Q4. What's the cost of contract-as-source-of-truth — i.e., what regenerates and at what cost?

Per-tool change triggers: - Router embedding update: $0.0001 + index reload (~30 sec). - Planner few-shot regeneration: free (template rendering). - Eval coverage test refresh: ~$10 in batch eval cost per tool. - Documentation site rebuild: free. - Compliance audit propagation: free (just metadata update).

Total per-tool change: ~$15 + a few automated steps. With 70 tools and ~3 changes/tool/quarter, ~$3K/quarter in change-management overhead. Trivial.

Q5. The planner's tool selection from K=8 candidates can still be wrong — how do you measure?

We measure two correlated metrics: - Tool-selection accuracy — the planner's choice vs. the human-judged "right" choice on a labeled set. Today ~94%. - Outcome quality — the eval rubric on the actual response. This is the bottom line.

A high-accuracy planner with low outcome quality means the right tools were picked but the synthesis was poor (compose-stage issue). A low-accuracy planner with high outcome quality means we got lucky.

We track both because they decouple "did we route well?" from "did we compose well?" — different teams own different fixes.

Q6. Where does this break? At 700 tools?

The two-stage architecture buys a lot of headroom. At 700 tools, the router still gives top-K; cost stays bounded. What stresses: - Embedding index size (manageable). - Synthetic probe budget for long-tail (grows linearly). - Contract review board cadence (becomes a full-time function). - Tool ambiguity / overlap (more tools, more chances of redundancy).
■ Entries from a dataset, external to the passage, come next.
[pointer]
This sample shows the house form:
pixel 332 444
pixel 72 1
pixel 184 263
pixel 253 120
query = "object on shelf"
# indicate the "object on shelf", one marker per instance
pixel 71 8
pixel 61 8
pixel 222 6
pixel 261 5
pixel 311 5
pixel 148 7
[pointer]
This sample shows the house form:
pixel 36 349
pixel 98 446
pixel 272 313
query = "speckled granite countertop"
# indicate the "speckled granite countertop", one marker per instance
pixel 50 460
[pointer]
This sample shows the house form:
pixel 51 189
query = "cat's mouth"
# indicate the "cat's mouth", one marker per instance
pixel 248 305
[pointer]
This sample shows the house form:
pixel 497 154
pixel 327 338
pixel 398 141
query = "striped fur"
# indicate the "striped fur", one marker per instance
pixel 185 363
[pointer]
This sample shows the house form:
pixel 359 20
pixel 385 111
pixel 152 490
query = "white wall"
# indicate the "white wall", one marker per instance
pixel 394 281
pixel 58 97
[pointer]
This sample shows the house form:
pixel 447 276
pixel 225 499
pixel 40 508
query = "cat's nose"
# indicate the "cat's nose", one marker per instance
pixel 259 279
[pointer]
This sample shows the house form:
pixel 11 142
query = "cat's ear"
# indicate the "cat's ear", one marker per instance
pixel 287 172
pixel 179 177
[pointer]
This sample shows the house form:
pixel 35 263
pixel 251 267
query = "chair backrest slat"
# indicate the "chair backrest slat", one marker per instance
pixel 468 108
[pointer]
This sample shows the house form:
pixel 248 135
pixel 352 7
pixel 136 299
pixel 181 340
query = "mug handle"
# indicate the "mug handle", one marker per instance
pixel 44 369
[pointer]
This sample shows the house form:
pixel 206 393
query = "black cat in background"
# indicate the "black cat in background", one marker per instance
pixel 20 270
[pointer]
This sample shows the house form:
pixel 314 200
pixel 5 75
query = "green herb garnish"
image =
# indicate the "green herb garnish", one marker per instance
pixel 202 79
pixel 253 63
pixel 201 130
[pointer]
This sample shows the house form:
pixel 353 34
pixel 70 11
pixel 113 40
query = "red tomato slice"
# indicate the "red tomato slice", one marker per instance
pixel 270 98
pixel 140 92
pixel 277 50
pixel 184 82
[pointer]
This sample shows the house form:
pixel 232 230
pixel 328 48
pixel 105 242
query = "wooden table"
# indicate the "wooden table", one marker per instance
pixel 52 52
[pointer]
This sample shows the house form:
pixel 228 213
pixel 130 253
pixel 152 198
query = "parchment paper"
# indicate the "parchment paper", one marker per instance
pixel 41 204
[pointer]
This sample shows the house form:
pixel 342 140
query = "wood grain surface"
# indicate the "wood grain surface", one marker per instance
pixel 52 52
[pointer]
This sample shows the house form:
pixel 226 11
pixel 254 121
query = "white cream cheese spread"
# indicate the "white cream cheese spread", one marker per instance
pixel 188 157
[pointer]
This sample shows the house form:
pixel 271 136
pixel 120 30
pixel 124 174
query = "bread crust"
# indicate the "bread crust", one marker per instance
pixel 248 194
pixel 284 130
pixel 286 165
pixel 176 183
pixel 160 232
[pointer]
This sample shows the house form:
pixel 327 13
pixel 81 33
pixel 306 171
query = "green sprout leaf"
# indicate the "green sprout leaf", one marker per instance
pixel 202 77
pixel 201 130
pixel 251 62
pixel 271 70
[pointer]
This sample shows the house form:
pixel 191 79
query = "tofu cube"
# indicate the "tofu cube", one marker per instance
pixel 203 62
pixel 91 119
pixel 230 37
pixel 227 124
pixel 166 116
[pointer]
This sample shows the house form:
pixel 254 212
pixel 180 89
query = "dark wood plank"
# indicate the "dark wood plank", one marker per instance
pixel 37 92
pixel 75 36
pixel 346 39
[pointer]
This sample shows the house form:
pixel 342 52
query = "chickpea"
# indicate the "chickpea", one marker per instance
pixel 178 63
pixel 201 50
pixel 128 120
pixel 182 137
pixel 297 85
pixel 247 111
At 700, we'd likely add a router hierarchy: domain-router selects domain (catalog, social, accounts...), then in-domain router selects K. This is "intent classification → scoped retrieval," same idea, more layers. The contract layer doesn't change.

The fundamental breakdown happens not at tool count but at agent task complexity — when a single turn naturally requires reasoning over more tools than the planner can effectively compose. That's where you split into multiple specialized agents (each with its own router) and orchestrate them — story 03 territory.

Intuition gained

At 70+ tools, you cannot stuff the planner. Two-stage selection (router → planner) is the architecture pivot.
Contract-as-source-of-truth generates everything downstream: embeddings, prompts, eval, docs, audit.
Synthetic probes cover long-tail tools that real traffic doesn't.
Capability flags + per-tier filtering keep the registry usable across user tiers.
The investment at 7 tools (story 02) paid off at 70. This is the LLD payoff scenario.